Sorunun sistemde olduğunu ve bakanlığın bahse dair bir derdi dahi olmadığını vurgulayan psikiyatrist şöyleki devam etti:

“Bakanlık, ‘Bu hastanede ne yapıyorsunuz?’ diye hiç sormuyor bize. Ancak ‘Yataklarınız ne kadar dolu, polikliniğe kaç kişi geliyor?’ diye soruyorlar. Yani nitelik değil nicelik üzerinden fiyatlandırılan bir sistem kelam konusu. Bırakın hastaları bu akıl hastanesinden tabibi da kaçmaya çalışıyor, hemşiresi de. örneğin yemek kalitesi… Ben bu hastaneye başladığımdan beri büyük sorun. Ve yemek kalitesinin tek bir açıklaması var; yemeğe az para vermeniz! Bunun için servis tabibini suçlayacak haliniz yok. Bu başhekimle alakalı bir şey. Lakin ben bu hastanedeki problemlerin yalnızca gelen başhekimin basiretsizliğinden olduğunu düşünmüyorum. Yani toplu ve büyük bir kıssa bu…”

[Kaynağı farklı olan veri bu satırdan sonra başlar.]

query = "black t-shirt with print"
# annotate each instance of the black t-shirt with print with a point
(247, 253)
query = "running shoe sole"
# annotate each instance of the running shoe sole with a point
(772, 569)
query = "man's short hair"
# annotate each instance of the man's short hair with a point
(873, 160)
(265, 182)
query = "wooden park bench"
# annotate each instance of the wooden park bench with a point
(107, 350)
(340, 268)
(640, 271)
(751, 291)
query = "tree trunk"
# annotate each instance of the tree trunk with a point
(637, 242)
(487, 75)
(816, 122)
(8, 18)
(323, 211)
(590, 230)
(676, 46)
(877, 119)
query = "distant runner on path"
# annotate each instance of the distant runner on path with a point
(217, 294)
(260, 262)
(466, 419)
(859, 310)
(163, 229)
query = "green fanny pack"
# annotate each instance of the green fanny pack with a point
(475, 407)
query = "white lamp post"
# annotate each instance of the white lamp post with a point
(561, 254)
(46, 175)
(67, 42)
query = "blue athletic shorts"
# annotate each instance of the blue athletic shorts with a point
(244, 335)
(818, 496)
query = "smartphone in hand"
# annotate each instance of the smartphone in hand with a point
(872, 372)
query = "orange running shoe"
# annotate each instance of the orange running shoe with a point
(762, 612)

‘BU HASTANIN ÖZNEL SESİNİ DUYMAK BİZE DÜZGÜN GELDİ’

Basının bu hususta oynadığı rolün epeyce değerli olduğunun altını çizen psikiyatrist, son olarak şunları söylemiş oldu:

“Psikiyatri hiç bir vakit kendi ortasından değişmiş bir kurum değildir. Fakat toplumun, toplumsal ortamın baskısıyla değişebilir. Hastalar, toplumsal siyasetler değiştikçe daha rahat olacak. Zira toplumun katmanlarındaki bütün o kopukluk oralara sirayet ediyor. örneğin tiyatro oyunlarında akıl hastaları kendisini Napolyon sanır bilirsiniz. İnanın ben bu mesleği yaptığım müddet ortasında bir tane bile Napolyon görmedim. Zira toplumun artık Napolyon’la ilgili bir sıkıntısı yok. Fakat ben bir sürü mehdi, bir sürü Tayyip Erdoğan bir sürü Atatürk gördüm. Bir sürü peygamber iyileştirdim. Devrinde ne var ise bizim hastanede de onlar oluyor. Bu hastanede de epey somut şeyler var. Sizin kıymetli rolünüz tam da bu kopukluk içerisinde buraya işaret ederek hastane ortasında bir hareketin sesi olmak. Zira bu hastanın öznel sesini duymak bize âlâ geldi. Zira haberleştirmenin o nesnelliğine gereksinimimiz var. Tam da sizin kanalınızla biraz yansıtıldığında, daha epey konuşulduğunda; öbür bir hasta, “Bana da bu yapılmıştı” dediğinde işte bu biçimde toplum olarak haberdar olup tekrar düşünmeye başlayacağız.”

VİLAYET SIHHAT MÜDÜRLÜĞÜ: SORULARIN MUHATABI HASTANE YETKİLİLERİDİR

Argümanları sorduğumuz Erenköy Ruh ve Hudut Hastalıkları Hastanesi Başhekim Yardımcısı, sorularımızın karşılıklarını alacağımız ünitenin kendileri değil, Vilayet Sıhhat Müdürlüğü olduğunu söylerken; ulaştığımız Vilayet Sıhhat Müdürlüğü yetkilileri ise, rastgele bir açıklama yapmayacaklarını tabir ederek şu cevabı verdi:

“İddialarla ilgili hususta hastane idaresinin haiz olması niçiniyle soruların muhatabı da hastane yetkilileridir.”